Measurement requires adjustable X-ray radiation whose energy is within the range of the absorption edges of the element to be investigated. Let us assume that the catalyst used in the fuel cell is a carbon-supported platinum system. In this case, the energy value of the applied radiation must exceed 11,000 eV in order to be absorbed by the platinum at its absorption edge. The absorption measurement in dependency of the energy of the applied X-ray radiation delivers information on the structure of the platinum nanoparticles, e.g. their size and whether they are heavily oxidised. In order for a measurement to be possible during operation , the X-rays must be capable of radiating through the cell. For this purpose, two windows must be provided in the in-situ cell first; however they do not have to be made of glass. Contrary to visible light, X-rays also largely radiate through carbon, beryllium and polyimide. Figure 2 (centre) shows a “transparent” fuel cell in which the catalyst may be examined under conditions as prevail during real operation.

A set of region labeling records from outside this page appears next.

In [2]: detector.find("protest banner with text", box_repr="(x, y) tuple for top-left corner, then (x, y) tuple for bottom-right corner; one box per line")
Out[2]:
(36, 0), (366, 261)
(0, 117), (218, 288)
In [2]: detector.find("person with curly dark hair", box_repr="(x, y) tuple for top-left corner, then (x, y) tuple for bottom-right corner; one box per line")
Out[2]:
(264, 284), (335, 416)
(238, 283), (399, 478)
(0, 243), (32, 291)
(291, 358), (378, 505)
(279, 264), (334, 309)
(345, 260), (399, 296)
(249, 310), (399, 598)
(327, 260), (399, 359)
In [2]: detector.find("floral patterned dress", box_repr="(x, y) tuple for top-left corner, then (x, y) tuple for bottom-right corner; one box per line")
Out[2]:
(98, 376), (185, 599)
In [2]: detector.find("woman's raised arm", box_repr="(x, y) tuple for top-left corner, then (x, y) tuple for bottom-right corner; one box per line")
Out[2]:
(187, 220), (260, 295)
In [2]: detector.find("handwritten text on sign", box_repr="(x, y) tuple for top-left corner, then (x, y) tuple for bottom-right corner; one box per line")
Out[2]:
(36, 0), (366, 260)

In the experiment, absorption spectra are now recorded at various operation points in order to obtain information on the active catalyst’s behaviour. An appropriate evaluation of the data requires a large number of complex analysis steps and allows for determining the type, number and the distance of the nearest neighbouring atoms to an absorber atom. This is the basis for a nanoparticle structure model. A schematic diagram for a carbon-supported bi-metal catalyst is shown in figure 3. Blue balls represent platinum atoms, green balls symbolize metal ruthenium atoms, and oxidised ruthenium is shown in yellow. Approximately only 200 atoms are contained in a 2 nm (1 nm = billionth metre) large nanoparticle, and over 50 % of these atoms are located on the particle surface. This is what usually makes them available for the reaction.

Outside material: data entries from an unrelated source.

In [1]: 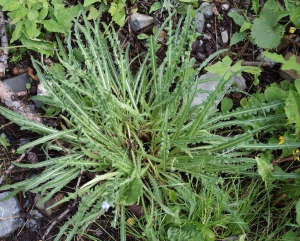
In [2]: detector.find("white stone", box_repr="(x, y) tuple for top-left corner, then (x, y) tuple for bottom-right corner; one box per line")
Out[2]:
(130, 13), (154, 31)
(0, 192), (24, 238)
(191, 72), (246, 107)
(221, 30), (229, 44)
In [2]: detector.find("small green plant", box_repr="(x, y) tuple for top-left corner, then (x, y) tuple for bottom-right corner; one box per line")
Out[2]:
(228, 0), (300, 49)
(0, 7), (299, 241)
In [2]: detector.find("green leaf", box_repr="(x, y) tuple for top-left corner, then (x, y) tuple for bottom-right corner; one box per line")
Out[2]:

Unlike materials on an ordinary scale, nanoparticles change their structure very easily under variable conditions. The changes in an operating catalyst are best illustrated in a cartoon (fig. 3): Before its application in the fuel cell, it is heavily oxidised. Precious platinum remains in the nanoparticle core, while a large portion of the ruthenium covers the particle surface as ruthenium oxide. As soon as the catalyst is activated in the fuel cell, a spontaneous structural change occurs upon the first contact with the fuel gas. The ruthenium oxide shell is reduced and ruthenium atoms slowly immigrate to the platinum core of the particle. The result is a more homogeneous distribution of platinum and ruthenium within the nanoparticle.
On track to sustainable technologies
The results of the active catalyst investigation are the first step towards customized catalyst systems. For only when we have understood the behaviour of a catalyst in
the fuel cell, can a system adapted to the operation conditions be established. The “transparent” fuel cell consequently represents a significant step towards environment-sparing and sustainable technologies. It contributes to gaining detailed knowledge used for the improvement of applied catalyst systems. This will save costs and eventually help conserve resources.